Once you have developed your HACCP and lubrication programs, maintaining their consistency and effectiveness should be an ongoing process. Constantly refine and improve them based on past experiences of what worked or what did not. An example could be lubricant cross-contamination. This is a big issue, especially with food-grade lubricants, as many H1-classified lubes are not compatible with H2 and H3 lubes simply due to different performance properties. To help avoid cross-contamination, utilize the following:
Identification: All lubricants from the storage area to the lube technician’s cart to the application should be well identified using a standard identification system. Complete this by implementing colored labels on each lubricant container (bulk, top-up and grease gun). These match the same colored label on the lube point.
Consolidation: Consolidate the quantity and types of lubricant you keep, but do not sacrifice the right product for the application based on consolidation. Doing so may cause premature equipment failure.
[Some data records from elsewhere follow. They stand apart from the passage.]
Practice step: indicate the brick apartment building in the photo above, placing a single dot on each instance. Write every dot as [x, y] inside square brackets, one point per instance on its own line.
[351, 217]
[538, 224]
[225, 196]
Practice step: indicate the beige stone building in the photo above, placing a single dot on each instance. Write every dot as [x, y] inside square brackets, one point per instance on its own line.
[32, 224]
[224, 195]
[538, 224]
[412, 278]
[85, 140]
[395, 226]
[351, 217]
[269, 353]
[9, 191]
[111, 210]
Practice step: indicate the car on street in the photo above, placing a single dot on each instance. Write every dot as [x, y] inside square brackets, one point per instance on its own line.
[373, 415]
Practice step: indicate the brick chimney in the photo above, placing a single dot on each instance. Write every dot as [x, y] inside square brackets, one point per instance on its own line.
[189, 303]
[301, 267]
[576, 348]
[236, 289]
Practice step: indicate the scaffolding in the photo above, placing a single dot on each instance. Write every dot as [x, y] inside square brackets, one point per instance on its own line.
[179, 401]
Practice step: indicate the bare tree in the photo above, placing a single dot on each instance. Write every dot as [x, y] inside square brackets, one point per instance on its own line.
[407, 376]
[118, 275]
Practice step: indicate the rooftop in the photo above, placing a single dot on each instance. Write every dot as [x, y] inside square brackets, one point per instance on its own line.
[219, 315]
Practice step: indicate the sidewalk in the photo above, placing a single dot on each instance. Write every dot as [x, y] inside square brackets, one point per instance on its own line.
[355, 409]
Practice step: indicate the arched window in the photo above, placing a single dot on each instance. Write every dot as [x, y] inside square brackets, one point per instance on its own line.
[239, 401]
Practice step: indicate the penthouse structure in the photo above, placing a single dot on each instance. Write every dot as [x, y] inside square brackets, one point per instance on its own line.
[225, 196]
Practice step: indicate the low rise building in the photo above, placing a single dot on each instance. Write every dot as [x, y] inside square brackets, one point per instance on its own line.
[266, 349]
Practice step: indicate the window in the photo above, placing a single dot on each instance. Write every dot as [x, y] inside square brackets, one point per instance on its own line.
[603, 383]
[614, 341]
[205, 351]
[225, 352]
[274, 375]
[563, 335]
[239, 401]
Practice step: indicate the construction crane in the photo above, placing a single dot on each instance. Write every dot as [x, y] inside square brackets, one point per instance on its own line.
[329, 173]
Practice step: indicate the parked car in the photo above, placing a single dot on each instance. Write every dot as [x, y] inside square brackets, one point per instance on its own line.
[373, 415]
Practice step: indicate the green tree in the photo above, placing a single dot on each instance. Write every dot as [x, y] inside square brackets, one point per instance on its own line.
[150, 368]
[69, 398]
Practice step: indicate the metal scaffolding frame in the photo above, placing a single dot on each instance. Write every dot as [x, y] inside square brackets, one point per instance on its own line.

You can see just how difficult it can be to deal with the restrictions that food, beverage, pharmaceutical and cosmetic companies face when dealing with quality and cleanliness control and implementing proper lubrication techniques. With the limited selection of food-grade lubricants, it is critical to take the time to determine the correct product per application.
The implementation of any program (HACCP or strictly lubrication) takes time, resources and confidence to complete successfully. Many times, facilities look for an immediate return on these types of programs and investments. While that is not wrong to expect, it just does not happen immediately. These types of programs take time to develop and reach their full potential and must keep evolving with the demands of the facility. Luckily, programs can evolve and morph as many times as required.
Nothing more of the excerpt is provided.